Motivation of the definition of topology

Question

In general topology the the definition of topology is the following:

Let X be a non empty set. A set $\tau$ of subsets of $X$ is said to be a topology on $X$ if

• $X \in \tau$ and $\emptyset \in \tau$
• The union of any (finite or infinite) number of sets in $\tau$ belongs to $\tau$
• The intersection of finitely many elements of $τ$ is an element of $τ$.

My question is, why do we define the topology on a set this way?

Why does the finite or infinite union of sets in $\tau$ belongs in $\tau$ but only the finite intersection of elements of $\tau$ belongs on $\tau$?

And why do we need to have that $X \in \tau$ and $\emptyset \in \tau$?

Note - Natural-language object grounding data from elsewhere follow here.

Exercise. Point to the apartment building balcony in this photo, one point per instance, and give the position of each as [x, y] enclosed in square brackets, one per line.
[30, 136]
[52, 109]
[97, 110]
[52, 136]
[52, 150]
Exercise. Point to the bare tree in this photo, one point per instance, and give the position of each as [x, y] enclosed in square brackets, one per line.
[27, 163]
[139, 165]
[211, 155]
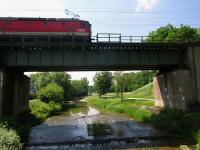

What is the motivation for this definition?

Answer 1

You ask a good question. I agree with the two answers above but wanted to add something. As a mathematician coming to these definitions they do seem arbitrary and perhaps lacking in justification. I found myself asking the same question about the axioms for a category. I think what happens is that mathematicians find lots of interesting examples of spaces (e.g. the metric spaces given above). They then develop a set of axioms for a new thing (a topological space). The axioms are chosen so they are strong enough to prove many interesting theorems but weak enough to admit loads of interesting and varied examples as topological space (for example the particular point topology https://en.wikipedia.org/wiki/Particular_point_topology in which a single point set is compact but its closure is not compact (if the space is infinite) - crazy!). Note that the axioms of topology evolved (some people included a separation axiom https://en.wikipedia.org/wiki/History_of_the_separation_axioms). I think groups, categories, rings and fields are all a bit like this. This is quite different from natural numbers, real numbers and geometry which all seem to be understood by us intuitively. A difficult question is whether ZF Set Theory is of the first type (axioms chosen by humans) or the second (things that 'really' exist or at least are consistent with some intuition, real or conceptual).

Answer 2

Topological spaces are generalization of metric spaces, where 'open' sets are defined by containing an open ball at each point of the set. And the property of continuousness in metric spaces is equivalent to reflecting open sets. This inspires us to extract the properties of open sets from metric spaces, which forms the topological space axioms.

Answer 3

Intuitively an open set is a set with the property that if a point $x$ is in it then all points sufficiently close to it are also in the set. When you study such sets in the real line you will quickly discover that unions of such sets always have this property but the same is not true for intersections. For example the intervals $(-\frac 1n , \frac 1 n)$ are all open. The intersection of these sets is $\{0\}$. Now $0$ is in this set but points close to $0$ are not. Hence intersection of open sets need not be open. However we can show that finite intersections of open sets are open.